Saturday, October 4, 2014
You Better Run: The Essential Junior Kimbrough (2002)
I think most folks are aware of Junior Kimbrough through the evangelization of his work by hipster-darlings the Black Keys. They can hardly let a minute slip by without invoking his name as a major influence on their work. My advice would be to follow their advice and head right to the source (and skip the Keys altogether if you want), and you could far worse than picking up this greatest hits package.
Kimbrough's closest colleague previously featured here is R.L. Burnside. If Burnside's music is a mixed drink that's heavy on the booze, then Kimbrough is a straight up shot of moonshine. Their musical styles ran fairly close together when both were alive and Burnside veered off into greater experimentation as his late-in-life popularity blossomed. Kimbrough died before he had a chance to get his name on to the national scene.

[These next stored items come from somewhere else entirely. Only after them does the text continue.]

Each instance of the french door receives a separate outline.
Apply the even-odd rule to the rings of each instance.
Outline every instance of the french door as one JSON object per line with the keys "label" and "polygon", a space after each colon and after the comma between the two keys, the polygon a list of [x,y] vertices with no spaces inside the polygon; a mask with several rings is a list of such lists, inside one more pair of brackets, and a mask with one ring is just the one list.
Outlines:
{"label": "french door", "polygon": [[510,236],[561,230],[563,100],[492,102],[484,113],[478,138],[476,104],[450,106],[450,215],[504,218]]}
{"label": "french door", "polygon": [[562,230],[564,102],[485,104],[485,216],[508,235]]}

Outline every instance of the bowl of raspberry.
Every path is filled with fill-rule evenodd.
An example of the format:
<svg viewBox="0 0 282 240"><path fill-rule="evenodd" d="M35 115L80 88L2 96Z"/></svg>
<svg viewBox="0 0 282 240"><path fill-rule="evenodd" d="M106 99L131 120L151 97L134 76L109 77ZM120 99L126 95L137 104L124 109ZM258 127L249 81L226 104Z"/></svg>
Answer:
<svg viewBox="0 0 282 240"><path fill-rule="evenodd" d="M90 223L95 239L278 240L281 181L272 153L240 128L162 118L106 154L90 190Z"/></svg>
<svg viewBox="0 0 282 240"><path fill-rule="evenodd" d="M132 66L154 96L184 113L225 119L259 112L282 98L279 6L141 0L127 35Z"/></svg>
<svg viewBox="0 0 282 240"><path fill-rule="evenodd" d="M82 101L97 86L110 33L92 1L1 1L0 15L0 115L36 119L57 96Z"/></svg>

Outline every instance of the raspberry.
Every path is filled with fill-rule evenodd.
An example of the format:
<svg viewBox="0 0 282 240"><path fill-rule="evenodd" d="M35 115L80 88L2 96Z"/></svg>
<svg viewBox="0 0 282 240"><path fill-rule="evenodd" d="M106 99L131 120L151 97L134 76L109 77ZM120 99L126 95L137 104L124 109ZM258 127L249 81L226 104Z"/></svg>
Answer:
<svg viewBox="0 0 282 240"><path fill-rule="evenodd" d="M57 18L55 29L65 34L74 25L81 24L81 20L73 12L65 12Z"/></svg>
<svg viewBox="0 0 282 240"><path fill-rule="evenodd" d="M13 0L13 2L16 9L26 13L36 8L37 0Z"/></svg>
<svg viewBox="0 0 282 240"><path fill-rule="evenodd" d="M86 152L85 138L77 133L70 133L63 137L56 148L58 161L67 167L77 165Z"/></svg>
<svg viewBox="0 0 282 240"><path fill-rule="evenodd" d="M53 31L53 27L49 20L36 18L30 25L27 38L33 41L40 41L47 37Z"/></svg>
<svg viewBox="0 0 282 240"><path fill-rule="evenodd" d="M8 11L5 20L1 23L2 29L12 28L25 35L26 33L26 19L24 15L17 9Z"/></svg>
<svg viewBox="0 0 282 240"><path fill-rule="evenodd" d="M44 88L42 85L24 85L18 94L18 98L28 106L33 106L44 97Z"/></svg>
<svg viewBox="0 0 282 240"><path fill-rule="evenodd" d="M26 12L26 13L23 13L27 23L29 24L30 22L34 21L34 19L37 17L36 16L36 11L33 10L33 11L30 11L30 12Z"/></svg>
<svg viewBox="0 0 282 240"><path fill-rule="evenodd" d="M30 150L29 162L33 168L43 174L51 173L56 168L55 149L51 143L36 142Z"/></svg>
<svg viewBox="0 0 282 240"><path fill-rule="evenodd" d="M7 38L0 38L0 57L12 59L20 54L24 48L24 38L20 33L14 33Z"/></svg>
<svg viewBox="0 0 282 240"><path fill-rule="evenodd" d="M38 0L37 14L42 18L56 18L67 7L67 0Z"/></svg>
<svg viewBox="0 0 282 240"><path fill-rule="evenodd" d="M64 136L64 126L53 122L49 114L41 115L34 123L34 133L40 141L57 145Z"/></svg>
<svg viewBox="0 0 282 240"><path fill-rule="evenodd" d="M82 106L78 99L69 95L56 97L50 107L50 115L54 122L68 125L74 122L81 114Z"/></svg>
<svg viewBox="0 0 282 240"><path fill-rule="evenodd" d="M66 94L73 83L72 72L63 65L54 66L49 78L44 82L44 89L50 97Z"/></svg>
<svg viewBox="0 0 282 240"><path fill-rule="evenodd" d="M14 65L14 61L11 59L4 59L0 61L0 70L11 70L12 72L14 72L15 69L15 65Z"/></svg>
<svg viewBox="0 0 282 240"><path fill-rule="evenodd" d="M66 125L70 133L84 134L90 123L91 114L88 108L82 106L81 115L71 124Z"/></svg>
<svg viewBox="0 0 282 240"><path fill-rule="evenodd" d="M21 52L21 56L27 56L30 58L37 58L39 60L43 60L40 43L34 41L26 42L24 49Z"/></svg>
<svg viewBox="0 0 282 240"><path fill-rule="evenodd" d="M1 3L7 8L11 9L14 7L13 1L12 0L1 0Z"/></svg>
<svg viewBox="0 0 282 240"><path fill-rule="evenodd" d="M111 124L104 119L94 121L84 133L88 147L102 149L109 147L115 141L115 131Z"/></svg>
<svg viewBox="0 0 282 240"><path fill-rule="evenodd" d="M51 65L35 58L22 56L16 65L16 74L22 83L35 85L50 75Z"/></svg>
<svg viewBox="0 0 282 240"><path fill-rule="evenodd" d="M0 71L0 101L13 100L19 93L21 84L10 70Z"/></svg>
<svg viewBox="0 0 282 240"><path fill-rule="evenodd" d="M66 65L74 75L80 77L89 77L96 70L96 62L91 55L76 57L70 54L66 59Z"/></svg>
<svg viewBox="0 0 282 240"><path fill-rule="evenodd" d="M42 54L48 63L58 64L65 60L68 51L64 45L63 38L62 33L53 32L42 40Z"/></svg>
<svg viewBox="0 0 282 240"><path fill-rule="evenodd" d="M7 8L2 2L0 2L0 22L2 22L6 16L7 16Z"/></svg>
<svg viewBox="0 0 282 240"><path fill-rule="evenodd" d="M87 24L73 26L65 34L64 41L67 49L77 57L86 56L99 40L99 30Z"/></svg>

I first stumbled on Kimbrough through the Robert Palmer (critic, not musician) documentary Deep Blues, which was instrumental in uncovering the largely ignored Mississippi hill country blues. The style is distinctly different from the kind of blues that influenced the British Invasion and its aftermath. I would almost describe it as handmade trance music, repeating a short riff over and over for a number of minutes. While I'm no disciple of the Black Keys it isn't hard to see why the music appealed to them so strongly and how they used it to distinguish themselves from the rest of the scene. But Junior did it first.